Where, for me, most of the anti-McCann conspirators lose their credibility is that nearly all of them somewhere along the line go on to argue that the moon landings were faked.

Woe is me. "Being perhaps neglectful" is like saying Trump is having a bad hair day when he launches into one of his racist tirades.

I'm not an anti McCann conspirator, I have no idea if they killed their two kids and I could not care less about these miscreants but your last sentence seems like something out of fake news central
 
Woe is me. "Being perhaps neglectful" is like saying Trump is having a bad hair day when he launches into one of his racist tirades.

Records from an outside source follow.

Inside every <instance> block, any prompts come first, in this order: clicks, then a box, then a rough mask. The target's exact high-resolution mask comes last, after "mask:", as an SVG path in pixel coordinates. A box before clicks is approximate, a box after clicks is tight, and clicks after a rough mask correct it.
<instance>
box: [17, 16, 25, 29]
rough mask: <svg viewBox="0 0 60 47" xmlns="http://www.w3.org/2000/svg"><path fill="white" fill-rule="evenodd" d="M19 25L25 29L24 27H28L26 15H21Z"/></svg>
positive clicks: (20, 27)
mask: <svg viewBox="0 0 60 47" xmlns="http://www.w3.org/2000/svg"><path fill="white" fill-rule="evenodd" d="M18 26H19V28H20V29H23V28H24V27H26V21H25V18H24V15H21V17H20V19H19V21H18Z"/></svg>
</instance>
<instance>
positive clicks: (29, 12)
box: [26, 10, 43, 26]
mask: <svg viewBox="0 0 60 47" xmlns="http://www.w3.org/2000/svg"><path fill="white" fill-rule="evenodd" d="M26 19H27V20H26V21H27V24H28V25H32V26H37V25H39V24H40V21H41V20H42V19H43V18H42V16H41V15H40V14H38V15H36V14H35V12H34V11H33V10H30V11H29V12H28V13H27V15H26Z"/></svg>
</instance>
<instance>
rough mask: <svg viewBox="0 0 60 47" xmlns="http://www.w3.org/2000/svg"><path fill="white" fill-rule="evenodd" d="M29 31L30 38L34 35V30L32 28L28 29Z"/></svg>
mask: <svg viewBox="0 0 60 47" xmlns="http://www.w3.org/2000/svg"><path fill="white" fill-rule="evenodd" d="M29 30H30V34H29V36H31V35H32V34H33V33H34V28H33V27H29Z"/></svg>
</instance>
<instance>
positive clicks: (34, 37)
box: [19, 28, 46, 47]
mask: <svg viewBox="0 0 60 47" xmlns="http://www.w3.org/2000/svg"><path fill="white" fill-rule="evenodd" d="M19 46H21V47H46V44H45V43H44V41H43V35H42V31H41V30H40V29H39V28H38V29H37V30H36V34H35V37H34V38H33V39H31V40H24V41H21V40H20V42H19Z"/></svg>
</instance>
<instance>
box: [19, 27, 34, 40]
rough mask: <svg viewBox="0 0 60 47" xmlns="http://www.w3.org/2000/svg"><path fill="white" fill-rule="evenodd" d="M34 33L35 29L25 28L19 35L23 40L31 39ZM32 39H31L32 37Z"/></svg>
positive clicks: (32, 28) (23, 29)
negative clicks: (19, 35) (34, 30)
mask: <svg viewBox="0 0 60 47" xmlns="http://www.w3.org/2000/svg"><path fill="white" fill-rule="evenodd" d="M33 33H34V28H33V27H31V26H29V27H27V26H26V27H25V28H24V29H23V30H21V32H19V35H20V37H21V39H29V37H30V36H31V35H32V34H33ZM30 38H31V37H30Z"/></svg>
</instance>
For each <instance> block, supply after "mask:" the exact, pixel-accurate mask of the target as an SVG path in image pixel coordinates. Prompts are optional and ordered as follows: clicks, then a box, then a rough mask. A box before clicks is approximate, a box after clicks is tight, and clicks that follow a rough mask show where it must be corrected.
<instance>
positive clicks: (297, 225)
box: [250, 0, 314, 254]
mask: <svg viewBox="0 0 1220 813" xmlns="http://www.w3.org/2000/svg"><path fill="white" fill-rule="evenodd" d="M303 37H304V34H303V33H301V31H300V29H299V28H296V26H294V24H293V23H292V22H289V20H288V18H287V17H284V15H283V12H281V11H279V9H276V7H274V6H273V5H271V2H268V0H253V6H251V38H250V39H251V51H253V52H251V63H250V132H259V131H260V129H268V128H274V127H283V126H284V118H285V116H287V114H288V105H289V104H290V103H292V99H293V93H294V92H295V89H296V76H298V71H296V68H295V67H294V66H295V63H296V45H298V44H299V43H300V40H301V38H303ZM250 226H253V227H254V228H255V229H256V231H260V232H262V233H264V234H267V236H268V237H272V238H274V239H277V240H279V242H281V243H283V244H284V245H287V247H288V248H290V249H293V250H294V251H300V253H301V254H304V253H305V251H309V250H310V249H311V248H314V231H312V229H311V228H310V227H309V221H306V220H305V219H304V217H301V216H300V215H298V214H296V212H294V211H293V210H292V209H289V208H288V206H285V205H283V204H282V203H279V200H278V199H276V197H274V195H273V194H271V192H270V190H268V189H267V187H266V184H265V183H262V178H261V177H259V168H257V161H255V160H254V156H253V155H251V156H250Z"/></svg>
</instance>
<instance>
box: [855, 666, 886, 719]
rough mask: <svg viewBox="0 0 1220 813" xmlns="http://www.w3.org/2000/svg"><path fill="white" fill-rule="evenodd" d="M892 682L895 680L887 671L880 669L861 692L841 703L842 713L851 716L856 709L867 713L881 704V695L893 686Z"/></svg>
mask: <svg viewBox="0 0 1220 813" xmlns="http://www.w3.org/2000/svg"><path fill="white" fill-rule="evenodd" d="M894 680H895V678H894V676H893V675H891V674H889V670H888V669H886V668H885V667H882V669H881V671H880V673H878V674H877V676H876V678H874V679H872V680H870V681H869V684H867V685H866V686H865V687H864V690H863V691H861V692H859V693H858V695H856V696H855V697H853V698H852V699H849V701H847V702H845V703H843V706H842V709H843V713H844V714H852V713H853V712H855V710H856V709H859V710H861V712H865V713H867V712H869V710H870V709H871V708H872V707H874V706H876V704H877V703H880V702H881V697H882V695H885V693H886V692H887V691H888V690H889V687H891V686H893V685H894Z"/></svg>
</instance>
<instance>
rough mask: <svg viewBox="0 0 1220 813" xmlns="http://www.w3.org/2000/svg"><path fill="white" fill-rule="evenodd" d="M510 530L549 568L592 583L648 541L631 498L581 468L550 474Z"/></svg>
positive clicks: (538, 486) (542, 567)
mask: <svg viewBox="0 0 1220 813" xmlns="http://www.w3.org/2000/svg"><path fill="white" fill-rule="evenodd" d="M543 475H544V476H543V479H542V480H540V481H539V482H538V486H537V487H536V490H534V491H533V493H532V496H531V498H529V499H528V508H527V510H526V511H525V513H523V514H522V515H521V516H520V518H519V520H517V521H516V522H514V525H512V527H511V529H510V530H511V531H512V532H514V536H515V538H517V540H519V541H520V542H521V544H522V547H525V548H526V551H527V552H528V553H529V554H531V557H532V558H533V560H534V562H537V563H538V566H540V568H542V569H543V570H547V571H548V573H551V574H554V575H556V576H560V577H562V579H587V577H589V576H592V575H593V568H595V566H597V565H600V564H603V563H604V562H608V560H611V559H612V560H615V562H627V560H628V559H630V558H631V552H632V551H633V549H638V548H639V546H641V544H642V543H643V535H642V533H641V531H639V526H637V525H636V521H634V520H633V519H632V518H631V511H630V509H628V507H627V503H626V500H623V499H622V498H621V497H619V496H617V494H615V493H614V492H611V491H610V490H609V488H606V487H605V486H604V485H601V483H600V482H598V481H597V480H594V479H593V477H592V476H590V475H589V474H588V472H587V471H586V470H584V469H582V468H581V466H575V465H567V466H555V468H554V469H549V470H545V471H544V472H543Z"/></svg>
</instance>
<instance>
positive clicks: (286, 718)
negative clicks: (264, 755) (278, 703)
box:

I'm not an anti McCann conspirator, I have no idea if they killed their two kids and I could not care less about these miscreants but your last sentence seems like something out of fake news central

I would respectfully ask the question how many people have never left their children unattended?

On you average package holiday where there is a kids' monitoring service [to enable parents to enjoy their evenings without having the kids right beside them] the monitoring staff only look in on the children every so often. Are those parents being neglectful? Is the holiday company being neglectful by not having more staff available to makes checks more frequent?

The answer is a matter of opinion, hence my use of the 'perhaps'.

Killed their two kids? Have I missed something?

I'm not sure I understand what you're getting at with your last remark. Like I say, nearly all of the anti-McCann stuff I've read has been from people who have also claimed the moon landings were faked.
 
From what I`ve read they were good parents before their daughters abduction and have been good parents since. They were popular and respected professionally. They made one terrible "mistake" with terrible, terrible consequences for their daughter. A mistake they deeply, deeply regret and which must haunt and torment them every single day. And yet despite the compassion felt by, I would suggest, most people they still have to suffer the "vile" comments of some. Very sad.
 
Like most parents I’ve left sleeping kids unattended. With monitoring devices but still unattended. I cast no judgement on the McCanns for that.

But I can’t shake the feeling there’s something not quite right with them. The way they’ve conducted themselves is weird.